Determinism Bugs, Part Two, Kernel32.dll

It was literally the day after I cracked the __FILE__ determinism bug that I hit a completely different build determinism issue. I was asked to investigate why the Chrome build number reported for Chrome crashes on Windows 11 was lagging behind what was reported by winver. For example, Chrome crashes on 10.0.22000.376 were being reported as happening on 10.0.22000.318. After some code spelunking I found that crashpad retrieves the Windows version number from kernel32.dll, so I focused on that.

Aside: crashpad grabs the Windows version number from kernel32.dll instead of using GetVersionExW (which is deprecated, BTW) because the GetVersion* functions will frequently lie about the Windows version for compatibility reasons. For crash reporting we really want the actual-no-lies-we-can-handle-the-truth version number, and kernel32.dll used to be the best way to get this.

That’s when things got weird.

I used chrome://crash/ to trigger a Chrome crash and then loaded the crash into windbg, and looked at the version information for kernel32.dll with the command “lm v m kernel32”:

Windbg version mismatch annotated_thumb[2]

Can you see the problem? kernel32.dll appears to be reporting that it is version .318 and .376. No wonder our crash reporting system is confused!

Then things got weirder. For some reason I looked at the crash dump on a different machine and the results were different. Now kernel32.dll was being reported as version .318 and .347. How can the same crash dump be reporting different version imageinformation? I was starting to feel a bit unhinged, and was starting to think I should resurrect my original plan of going to circus school.

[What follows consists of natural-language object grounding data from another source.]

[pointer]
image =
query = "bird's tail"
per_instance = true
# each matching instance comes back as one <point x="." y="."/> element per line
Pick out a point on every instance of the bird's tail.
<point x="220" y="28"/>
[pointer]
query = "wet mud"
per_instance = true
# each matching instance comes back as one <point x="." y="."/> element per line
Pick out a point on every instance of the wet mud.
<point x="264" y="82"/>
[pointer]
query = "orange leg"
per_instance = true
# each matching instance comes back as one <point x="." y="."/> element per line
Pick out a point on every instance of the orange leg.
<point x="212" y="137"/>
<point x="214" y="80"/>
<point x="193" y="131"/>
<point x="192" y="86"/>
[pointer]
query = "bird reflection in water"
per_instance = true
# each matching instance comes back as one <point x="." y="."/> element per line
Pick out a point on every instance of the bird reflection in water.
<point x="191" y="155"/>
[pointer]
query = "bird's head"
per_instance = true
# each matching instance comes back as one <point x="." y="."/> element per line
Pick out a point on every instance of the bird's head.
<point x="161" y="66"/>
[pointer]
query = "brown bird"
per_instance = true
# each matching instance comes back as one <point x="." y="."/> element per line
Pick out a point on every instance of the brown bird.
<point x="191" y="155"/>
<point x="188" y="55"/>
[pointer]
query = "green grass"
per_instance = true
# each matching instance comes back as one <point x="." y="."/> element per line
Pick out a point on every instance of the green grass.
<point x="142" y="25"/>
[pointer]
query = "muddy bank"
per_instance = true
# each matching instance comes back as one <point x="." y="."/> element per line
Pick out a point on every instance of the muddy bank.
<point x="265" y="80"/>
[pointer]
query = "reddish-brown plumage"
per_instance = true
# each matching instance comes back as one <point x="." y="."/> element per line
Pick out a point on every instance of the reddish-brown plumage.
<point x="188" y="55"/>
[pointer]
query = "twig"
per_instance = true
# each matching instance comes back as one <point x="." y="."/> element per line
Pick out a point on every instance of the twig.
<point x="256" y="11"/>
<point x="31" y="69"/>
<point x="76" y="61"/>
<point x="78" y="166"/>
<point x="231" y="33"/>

But before pulling out my tight wire, juggling pins, and unicycles I decided to investigate a bit more closely. I attached windbg to a Chrome process on my Windows 11 machine and ran “lm v m kernel32” again. Now it said that it’s version number was consistently .318. Somehow it felt better to know that the first version number was always .318, but the second one depended on the phase of the moon.

At this point it’s important to understand how minidumps and symbol servers work.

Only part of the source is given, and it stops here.